Ces pêcheurs et chasseurs ont peuplé la côte du désert d’Atacama, zone entre le sud du Pérou et de la ville chilienne d’Antofagasta, les momies Chinchorro datent d’environ 7400 ans (2000 ans avant les premières momies égyptiennes).
La momification des morts avait lieu artificiellement avec un traitement complexe consistant à démembrer et à reconstruire les corps, un processus que les scientifiques tentent de comprendre.
Avec une connaissance approfondie de l’anatomie humaine, les chinchorros ont mis au point un système complexe consistant à enlever la peau et les muscles, jusqu’à laisser seulement le squelette avant de le renforcer avec du bois et des fibres végétales.
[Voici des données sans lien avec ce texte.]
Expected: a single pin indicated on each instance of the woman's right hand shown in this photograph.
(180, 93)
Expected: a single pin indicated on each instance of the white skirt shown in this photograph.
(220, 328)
Une couche d’argile était par la suite utilisée pour donner une forme au corps, la tête était ornée d’un masque, et des cheveux étaient déposés soit avec des perruques de cheveux naturels ou en ayant recours à un mélange de fibres d’animaux, des explications données par Verónica Silva, conservatrice de la zone d’anthropologie du Musée national d’histoire naturelle à Santiago.
Fières de cette rareté archéologique, les autorités chiliennes œuvrent afin que ces momies soient inscrites sur la liste du Patrimoine de l’Humanité de l’UNESCO, il s’agit de 300 momies mises au jour par des scientifiques qui étaient dispersés le long de la côte sud du Pérou au nord du Chili, une reconnaissance internationale souhaitée par le pays sud-américain avide de protéger et de valoriser un patrimoine d’exception.
Nuestra antropóloga física Verónica Silva y su trabajo en la colección chinchorro y egipcia https://t.co/Kt0Xou2Kf3 pic.twitter.com/5bOyYM3b5N
— Museo Nacional de Historia Natural (@MNHNcl) September 16, 2016
« Les momies proviennent d’une société primitive de chasseurs-cueilleurs qui ont survécu au désert le plus aride du monde et ont momifié leurs morts durant plus de 3500 ans », a déclaré Sergio Medina del’Université de Tarapacá.
Le chercheur a ajouté qu’une déclaration au patrimoine mondial de l’UNESCO offrirait un outil de conservation, ce qui permettrait de conclure un long processus de recherche.
Les scientifiques ont distingué différentes formes de momification, comme l’a souligné l’anthropologue et chercheur Bernardo Arriaza dans différentes études. Les Chinchorro ont mis sur pied différents styles de momification au fil du temps : momies noires, rouges avec une patine en argile.
On estime qu’entre 1880 et 1500 avant Jésus-Christ, la culture Chinchorro a adopté la momification naturelle (rendue possible par les conditions climatiques), un procédé qui a perduré 380 ans. La momification artificielle aurait été pratiquée au moins pendant 4140 ans. On estime que sur les 208 corps momifiés Chinchorro identifiés dans différentes études, 61 d’entre elles sont des momies naturelles et 147 sont des momies artificielles (Arriaza, 1994). Les autorités espèrent créer des parcs archéologiques et stimuler le tourisme, car elles restent peu connues au niveau national et international.
En cas de succès auprès de l’UNESCO, les momies Chinchorro deviendraient le septième bien inscrit sur la liste du patrimoine de l’UNESCO Chilien, avec le Chemin de l’Inca (Qhapac NAN), la ville minière de Sewell, le parc national de Rapa Nui, le quartier historique de Valparaiso , les usines de salpêtre d’Humberstone et Santa Laura, et les Églises de Chiloé.